Mittendrin im Frühling: In Herrenhausen beginnt die Saison

Von Juliane Kaune

Trotz der langen Frostperiode haben die Gärtner es geschafft, pünktlich zum Saisonstart den Frühling nach in die Herrenhäuser Gärten zu holen. In Herrenhausen grünt es allerorten – und die Große Fontäne sprudelt wieder.
Rein in die Rabatten: Herrenhausen-Chef Ronald Clark fühlt sich inmitten der Buchsbaumhecken sichtlich wohl – und hofft auf viele Gartenbesucher.

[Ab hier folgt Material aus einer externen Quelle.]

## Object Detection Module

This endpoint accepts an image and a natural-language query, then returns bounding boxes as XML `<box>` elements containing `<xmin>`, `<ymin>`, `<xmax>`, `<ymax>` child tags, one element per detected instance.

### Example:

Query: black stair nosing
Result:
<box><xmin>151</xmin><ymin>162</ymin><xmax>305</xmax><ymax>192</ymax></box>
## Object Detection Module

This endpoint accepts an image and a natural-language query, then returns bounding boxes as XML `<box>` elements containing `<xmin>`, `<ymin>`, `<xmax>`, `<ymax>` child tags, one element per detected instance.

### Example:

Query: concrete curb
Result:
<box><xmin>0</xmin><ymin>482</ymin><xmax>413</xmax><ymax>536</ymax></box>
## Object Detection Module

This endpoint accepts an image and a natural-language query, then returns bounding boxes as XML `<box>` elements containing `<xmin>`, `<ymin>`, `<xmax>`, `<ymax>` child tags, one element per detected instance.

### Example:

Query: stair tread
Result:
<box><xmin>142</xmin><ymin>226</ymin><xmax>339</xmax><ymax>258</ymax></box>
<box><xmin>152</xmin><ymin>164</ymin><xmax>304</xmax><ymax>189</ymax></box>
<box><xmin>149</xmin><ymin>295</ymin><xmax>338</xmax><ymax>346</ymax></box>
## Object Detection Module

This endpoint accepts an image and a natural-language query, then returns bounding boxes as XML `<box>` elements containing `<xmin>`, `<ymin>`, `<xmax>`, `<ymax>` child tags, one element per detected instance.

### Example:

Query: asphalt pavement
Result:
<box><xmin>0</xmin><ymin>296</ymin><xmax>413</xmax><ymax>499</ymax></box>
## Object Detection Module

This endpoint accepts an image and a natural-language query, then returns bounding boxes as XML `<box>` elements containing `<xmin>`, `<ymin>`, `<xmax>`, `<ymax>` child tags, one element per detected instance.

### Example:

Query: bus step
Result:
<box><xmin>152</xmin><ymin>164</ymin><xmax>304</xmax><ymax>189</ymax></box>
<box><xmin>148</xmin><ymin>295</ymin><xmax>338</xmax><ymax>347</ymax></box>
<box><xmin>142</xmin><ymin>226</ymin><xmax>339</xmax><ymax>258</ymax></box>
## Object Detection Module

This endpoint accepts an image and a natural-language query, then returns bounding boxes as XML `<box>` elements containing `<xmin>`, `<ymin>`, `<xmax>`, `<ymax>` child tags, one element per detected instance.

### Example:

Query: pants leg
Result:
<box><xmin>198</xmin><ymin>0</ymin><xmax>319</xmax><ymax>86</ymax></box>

Rein in die Rabatten: Herrenhausen-Chef Ronald Clark fühlt sich inmitten der Buchsbaumhecken sichtlich wohl – und hofft auf viele Gartenbesucher.

© Thomas

Etwas unruhig wurde Ronald Clark schon, als die Temperaturen in der ersten Märzhälfte alles andere als frühlingshaft waren. Doch am Freitag konnte der Direktor der Herrenhäuser Gärten nun gut gelaunt die entscheidende Nachricht verkünden: Trotz der langen Frostperiode haben die Gärtner es geschafft, pünktlich zum Saisonstart den Frühling nach Herrenhausen zu holen. „Die Kollegen haben mit Hochdruck gearbeitet“, lobte Clark. Besucher können sich davon überzeugen: In den Beeten und Rabatten von Hannovers Touristenattraktion blüht es bereits unübersehbar. Und ab Sonntag sprudeln erstmals nach der Winterpause auch die Wasserspiele – dann wird die Große Fontäne wieder ihren kraftvollen Strahl in bis zu 80 Meter Höhe schießen.

Beim Probelauf am Freitag klappte das bestens. Ein wenig nachbessern müssen die Techniker andernorts: Weil die Becken der Sternfontänen im Großen Garten noch einige undichte Stellen haben, können diese erst zu Ostern in Betrieb gehen. Auch die Kleine Kaskade muss repariert werden, bevor sie wieder plätschert – bis Ende April sind Arbeiten am Treppenlauf und an der Balustrade vorgesehen. Letzte Ausbesserungen an den Wegen in den Barockanlagen und im Georgengarten, die während der Wintermonate nicht erledigt werden konnten, sollen nun bis zum Osterwochenende abgeschlossen sein.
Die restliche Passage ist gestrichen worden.